The emergence of China as the centre of gravity for Australia’s trade growth is underscored by the increase in the weighting of the yuan in Reserve Bank of Australia’s trade-weighted index.

From 22 per cent in 2011, the weighting of the yuan has grown to 27 per cent as its voracious appetite for minerals and energy provided a welcome boost to Australia’s income on top of demand from traditional markets like Japan, South Korea and Taiwan.

That south-east Asia hasn’t featured prominently on the radar of Australia is underscored by the region’s weighting in the RBA’s trade-weighted index.

From a high of 16.4 per cent in 2013 to 14.7 per cent in 2017, the five south-east Asian currencies held a total weight of 14.8 per cent in 2018.

Chinese companies have decided to step up their presence in the region, especially Vietnam, and it’s time Australian businesses and investors started paying attention as well. The region offers a collectively large population and enjoys many of the features that made China attractive, such as cheap labour.

With wages in Vietnam between 38 per cent and 54 per cent of those in China according to UOB, it’s easy to understand why Chinese companies are looking to restructure their supply chains at a time when the Trump administration is cracking down on exports from China.

But it’s not just Chinese companies that are pushing into the region. Chinese President Xi Jinping’s signature Belt & Road Infrastructure initiative delivered a funding resurgence in the region in the first half of 2019.

According to Maybank, Chinese infrastructure and construction contracts in the region rose to $US11 billion by the end of June, up from $US5.6 billion in the previous year.

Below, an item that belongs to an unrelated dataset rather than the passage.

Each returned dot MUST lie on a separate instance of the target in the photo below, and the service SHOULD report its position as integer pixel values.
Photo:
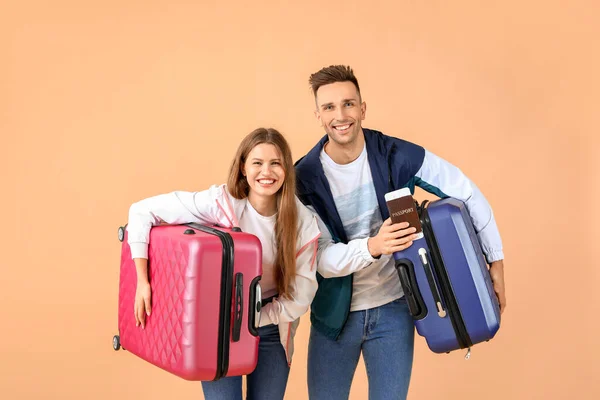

While the US and Japan are looking to invest more in the region as a bulwark against China’s influence, the pace of growth of Chinese investment is impressive even in the face of some opposition.

Newly registered foreign direct investment in Vietnam grew 200 per cent in the first seven months of 2019 according to Maybank, while flows in Thailand in the first half exceeded the full amount for 2018. First-quarter FDI flows in Malaysia rebounded 65 per cent in the first quarter after two years of decline.

While the region is clearly prospective for Australian business and investors, there are challenges in the short term. Both Singapore and Thailand have downgraded their growth outlooks in recent weeks given the global trade headwinds.

But for equities investors, a basket of south-east Asian stocks has provided solid returns over the longer term. The MSCI All Country ASEAN Index (measured in US dollars) has generated a 7.2 per cent return over the past 10-years compared to a 4.9 per cent return from the MSCI Emerging Markets Index and 9.8 per cent from the MSCI All Country World Index.

Valuations don’t look overstretched, albeit that does reflect the heavy weighting in the index of Singaporean banks and Singapore Telecom.

The MSCI AC Index at the end of July was trading at a forward price-earnings multiple of 14.6 times, which is a little more pricey than emerging markets at around 12 times and developed markets at 15 times.

South-east Asia has proven challenging in the past, with political turmoil, volatile currencies and massive accumulations of debt among the issues that have wrong-footed investors over the past couple of decades. But if investing is about following the money, then the flow of capital into the region means investors should have south-east Asia on their watchlist.